The certificates will be awarded based on the student’s successful completion of the academic and manipulative training as mandated for a California Firefighter 1 Certification. The students must still complete six months of full-time or one year of part-time field experience before applying to the state for Firefighter I Certification.
“Some of the graduates will apply or continue with reserve, intern, and volunteer in positions at local fire departments since entering the academy,” said Chief Shane Warner, Columbia College Fire Technology Program Coordinator/Instructor.
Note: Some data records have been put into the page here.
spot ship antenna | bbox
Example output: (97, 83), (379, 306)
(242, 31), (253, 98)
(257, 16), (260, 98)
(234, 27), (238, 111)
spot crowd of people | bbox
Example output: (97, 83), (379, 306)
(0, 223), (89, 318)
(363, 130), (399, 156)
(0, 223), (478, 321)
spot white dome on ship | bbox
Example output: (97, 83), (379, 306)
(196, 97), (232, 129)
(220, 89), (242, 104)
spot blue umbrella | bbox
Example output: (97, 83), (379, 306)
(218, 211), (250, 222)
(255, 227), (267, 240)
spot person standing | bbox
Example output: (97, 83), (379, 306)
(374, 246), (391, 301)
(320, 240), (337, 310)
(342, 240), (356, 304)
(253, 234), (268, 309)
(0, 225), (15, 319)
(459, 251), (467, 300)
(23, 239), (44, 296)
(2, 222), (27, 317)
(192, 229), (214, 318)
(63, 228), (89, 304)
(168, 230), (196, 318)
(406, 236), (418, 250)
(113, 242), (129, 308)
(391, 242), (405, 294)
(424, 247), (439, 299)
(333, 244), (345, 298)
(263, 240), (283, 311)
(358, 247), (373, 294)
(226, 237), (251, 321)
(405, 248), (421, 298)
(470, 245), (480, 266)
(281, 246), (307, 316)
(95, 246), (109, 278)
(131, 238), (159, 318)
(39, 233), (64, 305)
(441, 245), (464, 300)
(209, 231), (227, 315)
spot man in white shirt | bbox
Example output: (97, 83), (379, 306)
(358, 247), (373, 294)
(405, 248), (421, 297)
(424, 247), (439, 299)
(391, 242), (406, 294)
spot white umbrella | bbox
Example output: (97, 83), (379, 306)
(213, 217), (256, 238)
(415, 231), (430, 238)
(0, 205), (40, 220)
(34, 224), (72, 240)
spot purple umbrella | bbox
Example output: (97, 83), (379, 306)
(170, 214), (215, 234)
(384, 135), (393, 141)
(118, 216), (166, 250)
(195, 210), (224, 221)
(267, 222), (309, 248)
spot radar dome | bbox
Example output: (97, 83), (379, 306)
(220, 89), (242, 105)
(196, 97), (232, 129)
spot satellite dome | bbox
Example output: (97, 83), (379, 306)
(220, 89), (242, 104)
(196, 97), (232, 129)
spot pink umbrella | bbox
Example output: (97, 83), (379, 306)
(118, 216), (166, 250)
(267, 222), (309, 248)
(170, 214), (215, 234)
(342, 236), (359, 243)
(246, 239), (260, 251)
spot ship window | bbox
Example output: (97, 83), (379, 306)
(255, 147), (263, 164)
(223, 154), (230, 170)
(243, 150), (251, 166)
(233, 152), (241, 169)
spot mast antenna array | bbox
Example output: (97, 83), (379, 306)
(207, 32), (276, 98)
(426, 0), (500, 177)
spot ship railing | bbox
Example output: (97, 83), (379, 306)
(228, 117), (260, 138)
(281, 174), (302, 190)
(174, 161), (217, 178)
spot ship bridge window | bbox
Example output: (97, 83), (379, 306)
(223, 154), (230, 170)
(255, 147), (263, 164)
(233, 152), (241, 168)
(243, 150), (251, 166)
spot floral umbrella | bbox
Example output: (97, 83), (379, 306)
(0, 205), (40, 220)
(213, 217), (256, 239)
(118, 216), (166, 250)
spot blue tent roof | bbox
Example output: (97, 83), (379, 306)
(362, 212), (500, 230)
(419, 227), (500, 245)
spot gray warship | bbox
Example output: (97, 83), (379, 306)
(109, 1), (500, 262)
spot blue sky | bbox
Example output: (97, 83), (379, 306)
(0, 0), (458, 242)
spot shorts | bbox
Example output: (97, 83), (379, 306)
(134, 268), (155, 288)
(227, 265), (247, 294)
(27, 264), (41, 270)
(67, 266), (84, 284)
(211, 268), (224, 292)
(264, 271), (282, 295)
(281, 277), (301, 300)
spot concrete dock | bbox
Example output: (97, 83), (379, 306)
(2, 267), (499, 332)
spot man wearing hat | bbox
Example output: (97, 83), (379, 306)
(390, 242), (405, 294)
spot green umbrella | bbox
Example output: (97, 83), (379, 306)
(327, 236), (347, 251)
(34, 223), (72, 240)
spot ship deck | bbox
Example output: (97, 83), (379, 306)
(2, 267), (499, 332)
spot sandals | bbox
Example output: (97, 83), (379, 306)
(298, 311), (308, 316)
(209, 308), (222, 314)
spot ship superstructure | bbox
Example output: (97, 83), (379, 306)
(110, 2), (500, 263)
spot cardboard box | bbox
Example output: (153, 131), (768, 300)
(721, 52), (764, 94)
“Some of the students have already applied through a standard application process for seasonal employment with Cal Fire, Forest Service, and local fire agencies,” added Instructor Andy VanHoogmoed.
In addition to the “routine” fire training classes, specialized training was delivered involving Low Angle Rope Rescue Training, Incident Command System, Hazardous Materials Training, Seasonal Wildland Firefighting classes, Confined Space, Basic Power Saw Safety, and live fire suppression training which was conducted at the Twain Harte Fire Department’s Training Center. Program officials offered a special thank you to Columbia College Fire Department, Columbia Fire District, Sonora City Fire Department, Twain Harte Fire Department, Tuolumne County Fire Department, CAL Fire TCU, and Sierra Conservation Center.
Dr. Santanu Bandyopadhyay, President of Columbia College, will deliver a welcome message, and Billy Alcorn, Chief of Merced Fire Department, will be the keynote speaker. They will be joined by Cal Fire Captain Cole Periera, from the Tuolumne-Calaveras Unit, who will deliver the closing comments.
Family and friends will view a student-produced, audiovisual presentation of their intensive 16 weeks of training. The rigorous training is designed to help serious candidates meet the requirements for demanding careers as professional firefighters, including more than 576 hours of academic and manipulative training, according to Warner.